Cette interdiction s’ajoute à un cadre réglementaire européen déjà existant, visant à réduire la pollution et à promouvoir une économie circulaire. Le règlement (UE) 2024/1157 avait déjà encadré les exportations de déchets, mais le nouveau texte durcit les règles en ciblant spécifiquement les déchets municipaux non triés. L’objectif est double : d’une part, éviter que ces déchets ne soient exportés vers des pays où leur traitement pourrait générer des pollutions ou des nuisances, et d’autre part, inciter les États membres à améliorer leur propre capacité de recyclage. La Suisse, bien qu’associée à certains dispositifs européens via des accords bilatéraux, est exclue de cette mesure, ce qui pourrait compliquer ses échanges commerciaux de déchets avec l’UE. Les données disponibles ne précisent pas l’impact économique de cette exclusion pour la Suisse.

Portée géographique

Le règlement (UE) 2026/1703 s’applique à l’ensemble des 27 États membres de l’Union européenne, ainsi qu’aux pays de l’Espace économique européen (EEE) comme la Norvège, l’Islande ou le Liechtenstein, qui suivent souvent les réglementations européennes. La Suisse, en revanche, n’est pas concernée par ce texte, malgré ses liens étroits avec l’UE. Cette exclusion pourrait avoir des conséquences pratiques pour les entreprises suisses spécialisées dans le traitement ou l’exportation de déchets, qui devront désormais se conformer à des règles différentes selon qu’elles travaillent avec l’UE ou avec d’autres partenaires. Le texte ne précise pas si des négociations sont en cours pour intégrer la Suisse à ce dispositif.

Déchets concernés

Les déchets visés par cette interdiction sont les déchets municipaux en mélange, c’est-à-dire les ordures ménagères non triées collectées par les communes ou les services publics. Cela inclut les emballages en plastique, en verre ou en métal, les restes alimentaires, les textiles, les déchets électroniques ou encore les déchets de jardin. Ces déchets, une fois mélangés, nécessitent un tri et un traitement pour être recyclés ou valorisés énergétiquement. Le règlement exclut les déchets déjà triés à la source, comme les emballages collectés séparément dans les poubelles jaunes ou bleues, qui peuvent continuer à être exportés sous certaines conditions. La valorisation désigne ici le processus de recyclage ou de réutilisation des matériaux, permettant de leur donner une seconde vie.

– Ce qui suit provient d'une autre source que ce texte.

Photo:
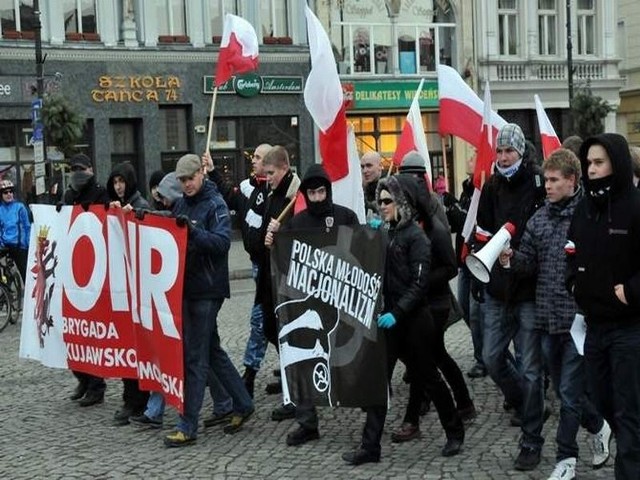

Ce que ça pourrait changer

Pour les États membres de l’UE, cette interdiction implique de renforcer leurs infrastructures locales de traitement des déchets, afin de pouvoir gérer sur place les ordures ménagères non triées. Cela pourrait entraîner des investissements dans des centres de tri ou de recyclage, ainsi que des coûts supplémentaires pour les collectivités. Pour les entreprises exportatrices de déchets, notamment celles basées en Suisse, cette mesure pourrait limiter leurs débouchés commerciaux et les contraindre à adapter leurs activités. Le texte ne mentionne pas de sanctions spécifiques en cas de non-respect, mais les États membres sont tenus de veiller à son application via leurs autorités douanières et environnementales. Aucune estimation des volumes de déchets concernés n’est fournie dans l’article.